Seems like a good little scam people are running. I would be lying if I told you I never considered it myself. I would feel pretty slimy selling something like that though.


----------



## roguetrader (Dec 24, 2015)

sadly ain't a joke, I just checked ; they happy to post me one to UK for £550 (plus the £3500 for the actual couch) after seeing David Beckham in a diamanté Crass shirt and Rita Ora in crusty leather jacket and Circle Jerks t I'll believe anything.... slightly off topic but what do y'all need a chainsaw in a box car for ?


----------



## Eng JR Lupo RV323 (Dec 24, 2015)

I almost can't even blame this seller though, I mean there definitely are people here that are just too lazy and banal to even come up with this kind of thing when all they gotta do is get daddy's credit card to score a low impact DIY punk couch for their flat in Manhattan. To them money is no object, somebody's gotta turn a profit on that ass, right?


----------



## Eng JR Lupo RV323 (Dec 24, 2015)

roguetrader said:


> slightly off topic but what do y'all need a chainsaw in a box car for ?

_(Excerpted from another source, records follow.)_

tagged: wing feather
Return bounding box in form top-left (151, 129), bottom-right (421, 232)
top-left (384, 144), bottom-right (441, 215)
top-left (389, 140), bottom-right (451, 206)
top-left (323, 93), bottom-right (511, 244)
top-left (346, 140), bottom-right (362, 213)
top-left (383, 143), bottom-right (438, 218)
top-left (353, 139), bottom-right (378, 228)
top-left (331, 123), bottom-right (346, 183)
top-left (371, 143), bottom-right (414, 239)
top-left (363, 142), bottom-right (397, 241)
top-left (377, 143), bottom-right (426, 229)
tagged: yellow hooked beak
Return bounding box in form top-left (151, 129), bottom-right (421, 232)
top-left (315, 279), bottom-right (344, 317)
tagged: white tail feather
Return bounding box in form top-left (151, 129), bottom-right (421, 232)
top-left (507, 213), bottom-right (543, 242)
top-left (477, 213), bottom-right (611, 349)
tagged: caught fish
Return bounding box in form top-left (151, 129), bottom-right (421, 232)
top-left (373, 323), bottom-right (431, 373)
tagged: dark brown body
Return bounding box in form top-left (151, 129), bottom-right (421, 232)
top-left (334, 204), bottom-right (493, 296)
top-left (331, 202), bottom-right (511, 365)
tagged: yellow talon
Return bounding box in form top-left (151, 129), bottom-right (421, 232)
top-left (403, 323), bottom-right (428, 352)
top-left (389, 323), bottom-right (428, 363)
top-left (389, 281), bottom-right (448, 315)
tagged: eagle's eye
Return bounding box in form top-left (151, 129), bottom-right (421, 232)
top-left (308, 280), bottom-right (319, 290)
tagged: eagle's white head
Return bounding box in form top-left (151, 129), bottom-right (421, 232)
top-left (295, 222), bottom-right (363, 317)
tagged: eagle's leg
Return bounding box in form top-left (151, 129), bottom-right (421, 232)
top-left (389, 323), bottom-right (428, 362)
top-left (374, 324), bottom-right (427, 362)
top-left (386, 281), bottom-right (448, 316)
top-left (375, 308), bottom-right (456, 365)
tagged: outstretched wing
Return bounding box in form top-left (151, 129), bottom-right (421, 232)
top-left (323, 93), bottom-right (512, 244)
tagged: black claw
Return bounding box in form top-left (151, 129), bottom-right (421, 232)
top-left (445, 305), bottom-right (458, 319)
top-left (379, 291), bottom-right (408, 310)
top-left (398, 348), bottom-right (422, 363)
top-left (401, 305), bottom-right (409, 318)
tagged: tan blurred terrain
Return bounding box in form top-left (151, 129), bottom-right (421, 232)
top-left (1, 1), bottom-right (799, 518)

That's off a friends FB, I'm not in that pic. They rode up to my other friend's property in the mountains to help him out with a bunch of forestry work as far as I know.


----------



## roguetrader (Dec 24, 2015)

If its real punks selling this couch I don't know what to think.... Are they cool for finding an easy money maker or are they fools for commercialising punk even more than it already is ? can't decide....


----------



## Kim Chee (Dec 24, 2015)

I see somebody on ebay selling vials of body lice "to be more punk".


----------



## Mankini (Dec 24, 2015)

How can you tell an authentic couch from a false one, at any rate? im not clued in to the scene: for me growing up in the 80s punk was liberty mohawks, ramones, misfits...I dont really understand the aesthetic, as i grew up in places with limited exposure to music or culture. i remember "punks" in london getting in trouble for insulting the queen and frightening yankee tourists with small children...and german punks spraypainting on stuff...i grew up listening to whitesnake and wearing corduroy. Now, with age and experience, i know what punk means -to me- as an identity: i.e., i'll heckle tourists, pee on stuff, modify everything, including an 82 country squire "woodie" i modified to military specs. i installed a continuous loop tape, a la Op Wandering Soul, of I am the Walrus and Helter Skelter to blare while driving. But, Friends, the Magical Mystery Tour album, though appealing to the Manson family, is not quite punk, is it? it's pop... Is Punk a mindset? A lifestyle? I dont fukkin know. I would imagine an authentic punk would drive a hearse, not a vespa...???... wear pleather rather than real snakeskin...???...read kafka or proust at coffeeshops...???... or is that beatniks?


----------



## roguetrader (Dec 24, 2015)

it's a mindset, a lifestyle, a total way of life..... ironically although I describe myself as punk I've lost most of the crusty trappings and rarely listen to punk music anymore ! I came up on the UK anarcho punk / Crass-hole scene and this has shaped the way I live and view the world and this will never change.... I suppose it comes down to what 'kind' of punk you are - if you think Green Day or The Exploited is proper punk you ain't got a clue !


----------



## Mankini (Dec 24, 2015)

[sewing MyChemical Romance, Killers, and Sublime patches onto Members Only jacket]

Ooohh yeah.


----------



## roguetrader (Dec 24, 2015)

Oh shit I do actually like Sublime


----------



## roguetrader (Dec 24, 2015)

I know its new but can I borrow that jacket ?


----------



## roguetrader (Dec 24, 2015)

go on voodoo, let you sit on the crusty couch when it arrives..... we can listen to Whitesnake together....... Still of the Night, Still of the Night, Still of the Night


----------



## Mankini (Dec 24, 2015)

[david coverdale orgasmic shriek] [cues string breakdown]


----------



## Mankini (Dec 24, 2015)

yes you can borrow it. [adds finishing touch alanis morrisette patch] kinda smells around the armpits sorry M8


----------



## roguetrader (Dec 24, 2015)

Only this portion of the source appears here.